In a series of three papers Adrian and Matthews (1927, 1928) presented a study of the discharge of impulses in the optic nerve of the eel’s eye, and so opened a new approach to problems of visual physiology. In those papers the simultaneous activity of large numbers of optic nerve fibers was recorded. The possibility of extending that work to an analysis of the activity in single optic nerve fibers was suggested by the subsequent investigation of Hartline and Graham (1932) on the optic nerve fibers of a primitive arthropod eye (Limulus). The present paper describes the discharge of impulses in single optic nerve fibers of the cold-blooded vertebrate eye, in response to illumination of the retina. METHOD. The usual methods for obtaining action potentials from only one fiber in a nerve trunk have not succeeded when applied to the vertebrate optic nerve. It is therefore necessary to utilize the intra-ocular portion of the optic nerve fibers, by exposing the fundus of the eye and dissecting small bundles of fibers from the anterior (vitreous) surface of the retina, where they converge to the head of the optic nerve. From a, freshly pithed animal (in most of these experiments large bullfrogs (Rima catesbiana) were used) an eye is excised, pinned fundus down in a moist chamber, and its anterior half (cornea, lens, choroid body) removed. A wide V-shaped cut extending almost to the nerve head gives access to the fundus and permits the vitreous humor to be drained away. It is then possible to dissect free small bundles of nerve fibers for a length of 1 to 2 mm., and these may be further dissected until only one fiber remains active.
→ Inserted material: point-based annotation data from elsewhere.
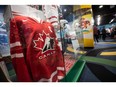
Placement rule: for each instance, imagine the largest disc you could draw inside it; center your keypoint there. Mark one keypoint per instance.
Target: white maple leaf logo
(48, 42)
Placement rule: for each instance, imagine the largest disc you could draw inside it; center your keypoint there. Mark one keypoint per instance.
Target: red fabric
(42, 59)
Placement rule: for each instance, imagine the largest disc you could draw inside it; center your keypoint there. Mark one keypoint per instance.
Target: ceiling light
(65, 10)
(101, 6)
(111, 20)
(98, 19)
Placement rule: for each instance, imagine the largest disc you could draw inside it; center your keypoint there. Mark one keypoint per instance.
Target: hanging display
(84, 15)
(35, 53)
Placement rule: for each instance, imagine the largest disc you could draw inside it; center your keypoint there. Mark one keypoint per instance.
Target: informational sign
(4, 45)
(84, 15)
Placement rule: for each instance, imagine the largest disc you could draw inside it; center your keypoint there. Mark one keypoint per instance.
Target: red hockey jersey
(35, 53)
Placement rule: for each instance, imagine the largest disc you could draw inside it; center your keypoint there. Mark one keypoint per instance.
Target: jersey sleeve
(17, 55)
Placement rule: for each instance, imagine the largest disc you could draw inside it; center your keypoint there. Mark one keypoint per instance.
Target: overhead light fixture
(98, 19)
(65, 10)
(101, 6)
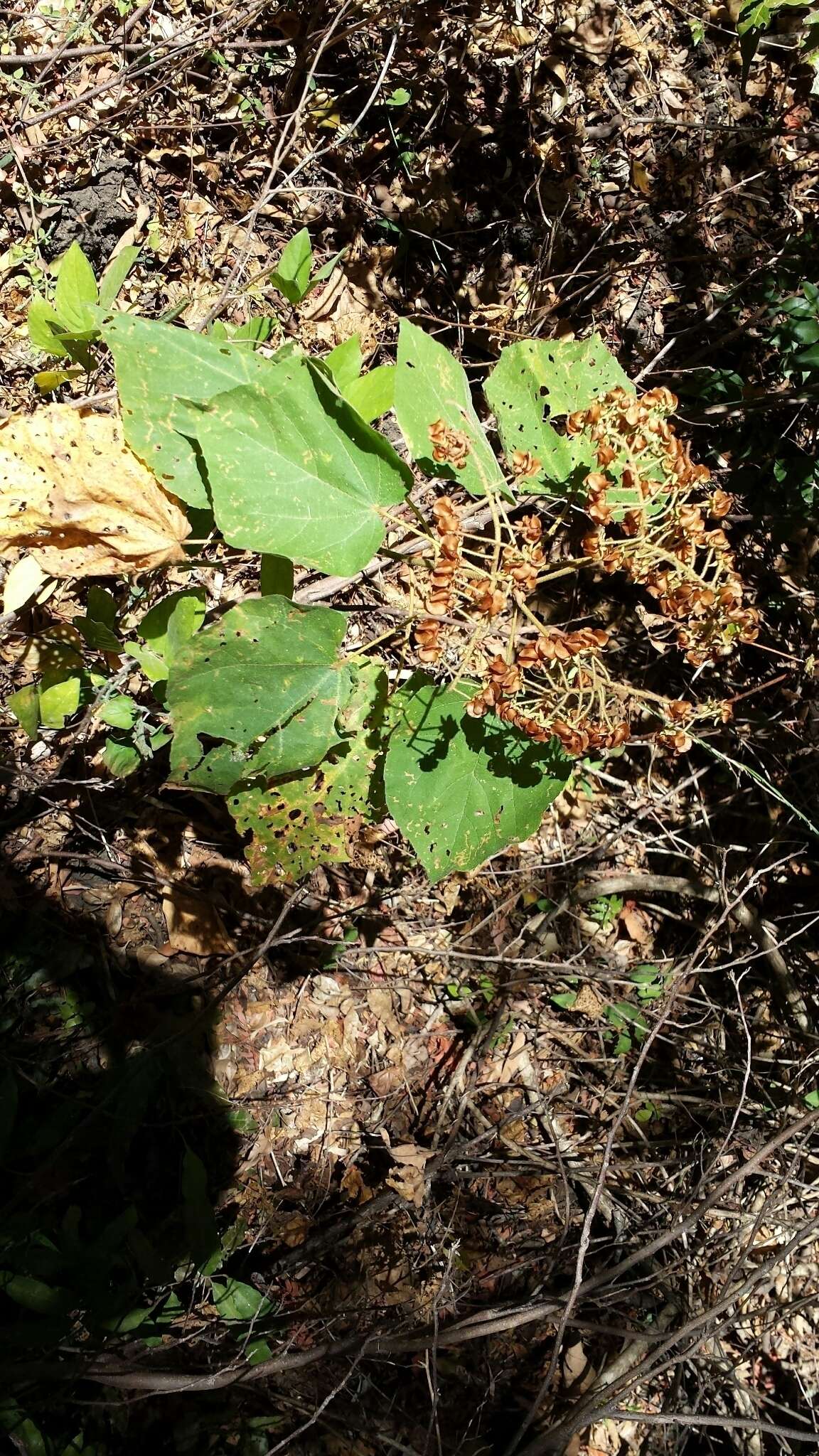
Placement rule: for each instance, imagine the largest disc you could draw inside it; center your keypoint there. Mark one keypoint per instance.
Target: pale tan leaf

A bundle is severed where it enters the nerve head and the cut end lifted up onto one of the electrode wicks; the second electrode is diffuse, touching the surface of the retina The action potentials from such bundles of nerve fibers are amplified and recorded by means of an oscillograph. The preparation is mounted in a light-tight, electrically shielded box, in the hollow walls of which water at constant temperature (ca. 20°C.) is circulated.